The bill expands recognition, data, protections, and federally supported services for LGBTQI and other marginalized older adults—improving access and accountability—while increasing federal and provider administrative costs, recurring spending, and risks of uneven or politicized implementation and funding dilution.
LGBTQI older adults (and other marginalized seniors) gain explicit recognition and eligibility for Older Americans Act programs and targeted services, improving access to culturally responsive supports.
Federal data collection, periodic reporting, research, and evaluation will produce better information and accountability to guide more targeted programs and funding decisions for older adults (including LGBTQI elders).
Discrimination and inadequate care for LGBTQI older adults in long-term care will be systematically documented, supporting oversight, anti-discrimination guidance, and targeted corrective actions.

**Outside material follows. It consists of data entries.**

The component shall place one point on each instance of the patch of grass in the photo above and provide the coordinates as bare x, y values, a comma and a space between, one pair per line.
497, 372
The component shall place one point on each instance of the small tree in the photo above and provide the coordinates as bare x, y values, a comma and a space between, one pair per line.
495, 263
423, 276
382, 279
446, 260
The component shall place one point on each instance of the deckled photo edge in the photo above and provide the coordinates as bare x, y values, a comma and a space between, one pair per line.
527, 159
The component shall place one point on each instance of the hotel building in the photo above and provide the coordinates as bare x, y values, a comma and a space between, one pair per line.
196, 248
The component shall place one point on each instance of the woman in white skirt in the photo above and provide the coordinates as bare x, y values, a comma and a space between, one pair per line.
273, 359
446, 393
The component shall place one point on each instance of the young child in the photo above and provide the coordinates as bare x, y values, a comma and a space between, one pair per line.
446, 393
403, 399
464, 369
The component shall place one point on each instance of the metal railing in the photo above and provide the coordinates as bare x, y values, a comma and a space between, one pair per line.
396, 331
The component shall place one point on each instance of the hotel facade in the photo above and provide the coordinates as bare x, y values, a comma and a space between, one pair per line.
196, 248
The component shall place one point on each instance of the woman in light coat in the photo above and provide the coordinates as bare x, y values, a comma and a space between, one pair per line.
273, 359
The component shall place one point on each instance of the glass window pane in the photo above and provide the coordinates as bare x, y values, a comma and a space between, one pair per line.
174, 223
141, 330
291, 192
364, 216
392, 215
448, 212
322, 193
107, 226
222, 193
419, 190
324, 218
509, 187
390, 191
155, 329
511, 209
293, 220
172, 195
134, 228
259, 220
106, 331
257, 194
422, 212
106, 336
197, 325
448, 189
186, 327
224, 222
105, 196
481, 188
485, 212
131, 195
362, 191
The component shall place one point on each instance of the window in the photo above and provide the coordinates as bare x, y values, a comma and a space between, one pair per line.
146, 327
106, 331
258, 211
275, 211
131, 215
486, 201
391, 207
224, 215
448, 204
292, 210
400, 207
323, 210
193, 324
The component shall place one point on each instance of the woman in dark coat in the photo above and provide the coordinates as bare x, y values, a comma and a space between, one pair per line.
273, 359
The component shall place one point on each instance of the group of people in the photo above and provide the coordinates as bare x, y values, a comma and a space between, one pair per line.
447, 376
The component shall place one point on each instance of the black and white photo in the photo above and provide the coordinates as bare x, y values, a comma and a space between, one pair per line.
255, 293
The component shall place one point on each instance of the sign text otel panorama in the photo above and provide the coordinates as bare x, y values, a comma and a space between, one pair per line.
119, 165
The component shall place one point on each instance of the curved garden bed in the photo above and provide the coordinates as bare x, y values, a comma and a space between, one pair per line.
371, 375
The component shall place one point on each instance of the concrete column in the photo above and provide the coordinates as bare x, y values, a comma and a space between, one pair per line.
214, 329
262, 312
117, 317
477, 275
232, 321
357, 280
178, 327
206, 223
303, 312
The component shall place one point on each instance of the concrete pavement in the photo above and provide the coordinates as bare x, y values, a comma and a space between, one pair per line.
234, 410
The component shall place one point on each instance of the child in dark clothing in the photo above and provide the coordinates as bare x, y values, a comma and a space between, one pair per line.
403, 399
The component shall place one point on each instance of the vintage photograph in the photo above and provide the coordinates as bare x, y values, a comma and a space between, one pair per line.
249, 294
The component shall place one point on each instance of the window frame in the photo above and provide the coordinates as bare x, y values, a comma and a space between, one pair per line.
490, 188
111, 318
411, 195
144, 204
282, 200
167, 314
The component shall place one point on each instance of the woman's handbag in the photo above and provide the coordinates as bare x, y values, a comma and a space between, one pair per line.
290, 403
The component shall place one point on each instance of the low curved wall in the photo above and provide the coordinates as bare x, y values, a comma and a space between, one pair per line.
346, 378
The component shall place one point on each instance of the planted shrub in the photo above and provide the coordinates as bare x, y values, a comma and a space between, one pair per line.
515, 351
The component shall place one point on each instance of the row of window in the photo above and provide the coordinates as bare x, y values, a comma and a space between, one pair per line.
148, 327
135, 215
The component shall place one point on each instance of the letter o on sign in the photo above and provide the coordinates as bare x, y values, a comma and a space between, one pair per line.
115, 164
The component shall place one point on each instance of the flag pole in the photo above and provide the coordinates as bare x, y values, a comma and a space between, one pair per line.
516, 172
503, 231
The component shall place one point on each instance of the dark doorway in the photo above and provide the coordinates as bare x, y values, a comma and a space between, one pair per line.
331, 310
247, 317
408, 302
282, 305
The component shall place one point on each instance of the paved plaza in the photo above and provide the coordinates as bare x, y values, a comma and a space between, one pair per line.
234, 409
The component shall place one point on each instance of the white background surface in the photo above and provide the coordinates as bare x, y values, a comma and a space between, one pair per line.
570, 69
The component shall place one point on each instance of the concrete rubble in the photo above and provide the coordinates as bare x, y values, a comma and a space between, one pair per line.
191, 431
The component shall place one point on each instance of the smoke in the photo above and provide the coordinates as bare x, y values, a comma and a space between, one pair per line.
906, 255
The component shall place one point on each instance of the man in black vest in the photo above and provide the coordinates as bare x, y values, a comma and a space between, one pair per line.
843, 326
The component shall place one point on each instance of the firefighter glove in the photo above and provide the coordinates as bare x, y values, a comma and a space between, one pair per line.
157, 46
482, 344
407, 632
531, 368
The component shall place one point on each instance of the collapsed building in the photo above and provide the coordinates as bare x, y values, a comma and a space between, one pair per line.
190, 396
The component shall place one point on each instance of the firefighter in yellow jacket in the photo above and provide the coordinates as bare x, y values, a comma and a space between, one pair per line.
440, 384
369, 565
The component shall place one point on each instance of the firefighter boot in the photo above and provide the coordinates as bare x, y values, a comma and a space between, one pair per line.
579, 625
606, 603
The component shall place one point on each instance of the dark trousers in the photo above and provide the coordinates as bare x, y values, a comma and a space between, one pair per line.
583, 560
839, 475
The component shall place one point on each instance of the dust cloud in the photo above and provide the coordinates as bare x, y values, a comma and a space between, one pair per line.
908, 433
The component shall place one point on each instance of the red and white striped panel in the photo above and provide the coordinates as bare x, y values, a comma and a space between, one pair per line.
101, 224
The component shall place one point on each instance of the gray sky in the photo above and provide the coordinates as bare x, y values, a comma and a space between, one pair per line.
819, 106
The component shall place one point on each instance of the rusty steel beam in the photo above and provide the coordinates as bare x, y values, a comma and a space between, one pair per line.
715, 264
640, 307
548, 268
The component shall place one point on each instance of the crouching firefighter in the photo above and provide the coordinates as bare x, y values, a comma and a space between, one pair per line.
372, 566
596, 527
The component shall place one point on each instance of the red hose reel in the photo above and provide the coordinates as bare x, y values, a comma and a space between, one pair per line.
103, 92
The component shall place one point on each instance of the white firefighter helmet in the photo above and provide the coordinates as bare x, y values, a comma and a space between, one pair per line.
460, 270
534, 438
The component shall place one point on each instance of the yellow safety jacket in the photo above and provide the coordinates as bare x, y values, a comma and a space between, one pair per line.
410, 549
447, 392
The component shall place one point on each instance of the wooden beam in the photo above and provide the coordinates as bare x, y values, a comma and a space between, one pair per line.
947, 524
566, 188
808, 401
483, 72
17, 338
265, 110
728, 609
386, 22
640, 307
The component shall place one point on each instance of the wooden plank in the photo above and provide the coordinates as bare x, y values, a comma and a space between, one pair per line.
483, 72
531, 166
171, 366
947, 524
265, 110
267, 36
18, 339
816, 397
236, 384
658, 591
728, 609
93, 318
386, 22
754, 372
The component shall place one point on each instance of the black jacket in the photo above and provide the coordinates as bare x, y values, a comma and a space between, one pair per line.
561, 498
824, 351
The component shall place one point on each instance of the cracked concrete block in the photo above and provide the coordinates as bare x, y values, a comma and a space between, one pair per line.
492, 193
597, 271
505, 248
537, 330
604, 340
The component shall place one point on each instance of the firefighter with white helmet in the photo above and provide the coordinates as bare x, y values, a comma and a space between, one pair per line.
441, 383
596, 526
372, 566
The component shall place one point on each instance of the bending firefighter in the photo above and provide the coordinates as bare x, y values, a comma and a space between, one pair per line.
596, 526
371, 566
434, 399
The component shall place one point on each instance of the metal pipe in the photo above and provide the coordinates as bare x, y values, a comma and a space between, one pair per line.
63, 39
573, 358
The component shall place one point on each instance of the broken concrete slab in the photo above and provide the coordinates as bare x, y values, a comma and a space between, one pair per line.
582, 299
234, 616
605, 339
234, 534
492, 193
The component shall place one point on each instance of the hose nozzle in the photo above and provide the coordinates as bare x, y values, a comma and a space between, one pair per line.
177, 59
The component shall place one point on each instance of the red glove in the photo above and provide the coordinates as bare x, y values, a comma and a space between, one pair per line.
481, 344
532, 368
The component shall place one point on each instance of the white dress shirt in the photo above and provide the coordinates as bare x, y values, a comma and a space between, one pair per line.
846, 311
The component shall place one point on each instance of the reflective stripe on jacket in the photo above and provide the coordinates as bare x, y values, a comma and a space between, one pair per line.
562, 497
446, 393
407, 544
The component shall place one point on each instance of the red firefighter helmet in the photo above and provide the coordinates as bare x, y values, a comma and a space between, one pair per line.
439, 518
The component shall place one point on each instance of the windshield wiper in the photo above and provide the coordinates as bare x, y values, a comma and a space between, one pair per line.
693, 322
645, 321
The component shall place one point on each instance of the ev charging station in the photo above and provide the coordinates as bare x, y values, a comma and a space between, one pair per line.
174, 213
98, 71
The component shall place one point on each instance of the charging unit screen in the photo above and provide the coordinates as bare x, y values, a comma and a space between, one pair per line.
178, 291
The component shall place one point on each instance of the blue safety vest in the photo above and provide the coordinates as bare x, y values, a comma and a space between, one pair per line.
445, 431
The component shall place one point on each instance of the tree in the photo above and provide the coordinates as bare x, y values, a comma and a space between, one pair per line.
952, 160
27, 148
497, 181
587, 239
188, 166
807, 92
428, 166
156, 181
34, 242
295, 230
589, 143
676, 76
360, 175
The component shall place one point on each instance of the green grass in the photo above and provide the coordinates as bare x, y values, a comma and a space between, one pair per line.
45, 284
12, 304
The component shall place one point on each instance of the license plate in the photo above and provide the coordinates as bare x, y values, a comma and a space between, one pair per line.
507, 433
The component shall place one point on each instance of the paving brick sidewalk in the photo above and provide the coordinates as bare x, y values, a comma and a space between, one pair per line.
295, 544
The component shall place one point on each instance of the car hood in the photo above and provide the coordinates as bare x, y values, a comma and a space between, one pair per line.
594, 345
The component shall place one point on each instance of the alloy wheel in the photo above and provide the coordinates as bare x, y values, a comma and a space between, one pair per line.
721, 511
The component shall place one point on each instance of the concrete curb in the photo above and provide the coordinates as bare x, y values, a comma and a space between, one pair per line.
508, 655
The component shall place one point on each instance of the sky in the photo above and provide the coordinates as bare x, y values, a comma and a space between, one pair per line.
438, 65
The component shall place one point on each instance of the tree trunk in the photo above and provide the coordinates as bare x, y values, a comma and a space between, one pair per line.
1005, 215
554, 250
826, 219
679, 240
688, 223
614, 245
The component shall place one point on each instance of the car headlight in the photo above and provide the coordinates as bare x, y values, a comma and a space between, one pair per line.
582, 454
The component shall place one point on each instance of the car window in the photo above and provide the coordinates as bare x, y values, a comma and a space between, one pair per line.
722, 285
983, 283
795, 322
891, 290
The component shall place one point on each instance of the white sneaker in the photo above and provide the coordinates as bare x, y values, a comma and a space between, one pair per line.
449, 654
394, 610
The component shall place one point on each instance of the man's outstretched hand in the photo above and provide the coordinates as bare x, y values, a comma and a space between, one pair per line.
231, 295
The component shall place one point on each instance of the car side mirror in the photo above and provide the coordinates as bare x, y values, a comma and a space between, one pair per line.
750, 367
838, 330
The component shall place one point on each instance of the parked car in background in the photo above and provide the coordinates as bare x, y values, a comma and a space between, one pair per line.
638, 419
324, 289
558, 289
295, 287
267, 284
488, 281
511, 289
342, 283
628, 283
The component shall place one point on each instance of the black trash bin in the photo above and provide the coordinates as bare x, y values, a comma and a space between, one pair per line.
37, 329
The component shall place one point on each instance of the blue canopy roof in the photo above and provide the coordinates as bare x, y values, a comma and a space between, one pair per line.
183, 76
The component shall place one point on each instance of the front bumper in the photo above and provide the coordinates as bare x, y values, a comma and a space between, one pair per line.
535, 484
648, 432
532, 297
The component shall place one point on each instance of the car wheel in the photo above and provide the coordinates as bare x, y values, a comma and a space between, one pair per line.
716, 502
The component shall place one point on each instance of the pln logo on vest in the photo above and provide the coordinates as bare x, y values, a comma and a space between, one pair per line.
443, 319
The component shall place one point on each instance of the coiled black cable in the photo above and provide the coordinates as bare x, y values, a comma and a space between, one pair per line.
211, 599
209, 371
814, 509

State and federal agencies, service providers, and taxpayers will face recurring administrative and compliance costs for new offices, data collection, reporting, and program requirements.
Expanding eligible grantees and creating new grant programs could increase demand for limited federal funds and potentially dilute funding available to existing providers.
Broad discretionary authority and new program priorities risk uneven implementation and prioritization across states and localities depending on federal and administrative choices.
Based on analysis of 6 sections of legislative text.
Adds LGBTQI/HIV definitions, creates an Office of LGBTQI Inclusion and a National Resource Center, expands grant eligibility, and requires anti‑discrimination data and reporting in long‑term care.
Introduced June 26, 2025 by Suzanne Bonamici · Last progress June 26, 2025
Creates new, explicit legal recognition and programmatic support for older adults who are LGBTQI or living with HIV within the Older Americans Act. The bill adds definitions, requires federal data collection on discrimination in long-term care, expands grant eligibility to organizations serving LGBTQI older adults, and establishes an Office of LGBTQI Inclusion plus a funded National Resource Center to coordinate policy, training, research, and grants.